Binding competition experiments

To assess the ability of our stapled peptides to inhibit multiple protein interaction partners that bind to DHBDAXX and disrupt DAXX function, we conducted competition experiments using a fluorescence polarization assay. Initially, we employed an N-terminally FAM-modified version of SPEP7 (FAM-SPEP7) to determine if the fluorescent label affected its binding to DHBDAXX. The results showed that FAM-SPEP7 exhibited comparable affinity to the non-fluorescent SPEP7 (Kd 46 nM vs. 80 nM, respectively), indicating that the FAM label did not interfere with binding (Fig. 6A). This validation allowed us to proceed with confidence using the fluorescence polarization assay for subsequent experiments. Furthermore, we demonstrated that FAM-SPEP7 could be displaced from DHBDAXX by the non-fluorescent SPEP1-7 peptides with similar affinities as measured by ITC, confirming that all peptides target the same interaction site (Fig. S8, ESI). These findings support FAM-SPEP7 as an effective model peptide for probing DHBDAXX interactions with other binding partners (Fig. 6).
image file: d3cb00149k-f6.tif
Fig. 6 Multiple interactions and binding modes of DHBDAXX probed using FAM-SPEP7. Data depicted in (A)–(C) are labeled according to the relevant schematic ((i) to (vi)) that describes the corresponding binding interaction and associated Kd. A yellow star is used to indicate the FAM moiety. (a) Saturation binding of FAM-SPEP7 to DHBDAXX ((i), closed circles) or NSIM-DHBDAXX ((ii), closed squares). (b) (iii) Competitive displacement of FAM-SPEP7 from DHBDAXX by either DIDATRX (closed diamonds) or PEPP53 (closed triangles). The data points in (a) and (b), shown with standard error bars, are averages of three independent measurements. (c) Release of NSIMDAXX for binding to SUMO by FAM-SPEP7 ((vi) closed circles)). The data points with standard error bars are the normalized average chemical shift change observed for 7 cross-peaks in the 1H-15N HSQC spectrum of the 15N-NSIM-DHBDAXX/FAM-SPEP7 complex upon titration with SUMO1. An apparent Kd for the interaction was obtained by fitting the curve. Simulated binding curves (dashed lines) for NSIMDAXX/SUMO1 ((iv) red) and NSIM-DHBDAXX/SUMO1 ((v) blue dashed) interactions were calculated from published data.

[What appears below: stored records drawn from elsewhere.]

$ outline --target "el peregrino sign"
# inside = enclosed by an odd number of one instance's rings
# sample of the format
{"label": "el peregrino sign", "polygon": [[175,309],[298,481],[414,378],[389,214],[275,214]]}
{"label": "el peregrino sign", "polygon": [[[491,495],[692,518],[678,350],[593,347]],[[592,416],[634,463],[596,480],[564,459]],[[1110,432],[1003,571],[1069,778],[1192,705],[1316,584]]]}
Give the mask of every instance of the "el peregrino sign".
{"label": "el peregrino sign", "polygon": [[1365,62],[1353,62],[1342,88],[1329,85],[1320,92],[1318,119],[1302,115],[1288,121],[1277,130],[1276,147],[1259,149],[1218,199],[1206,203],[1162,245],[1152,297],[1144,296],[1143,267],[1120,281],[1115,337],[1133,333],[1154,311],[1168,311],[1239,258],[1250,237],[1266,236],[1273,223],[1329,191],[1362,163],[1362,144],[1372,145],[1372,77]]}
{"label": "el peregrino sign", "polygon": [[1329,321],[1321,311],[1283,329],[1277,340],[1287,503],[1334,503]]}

By conducting titration experiments with competitors such as DIDATRX or p53 peptide against the DHBDAXX/FAM-SPEP7 complex, we confirmed their ability to displace FAM-SPEP7 from DHBDAXX (Fig. 6B). The competitive binding affinity between DIDATRX and DHBDAXX obtained from the competition data was comparable to the direct binding affinity measured by ITC (Kd 193 nM vs. 80 nM, respectively), indicating a high level of complementarity between their interaction surfaces, as expected. However, we estimate ∼10-fold weaker competitive binding of the p53 peptide to DHBDAXX compared to its direct binding. This disparity may be attributed to the limited overlap between the binding sites of SPEP7 and the p53 peptide on DHBDAXX, which may primarily involve the hydrophobic pocket that characterizes the shared protein–protein interaction interface.21

In summary, our stapled peptides exhibited effective competition with multiple DAXX interaction partners in vitro, suggesting their potential to disrupt DAXX interactions in vivo. Additionally, protein interaction partners that bind to DHBDAXX with lower complementarity compared to the SPEP7/DHBDAXX interaction are expected to be more strongly inhibited.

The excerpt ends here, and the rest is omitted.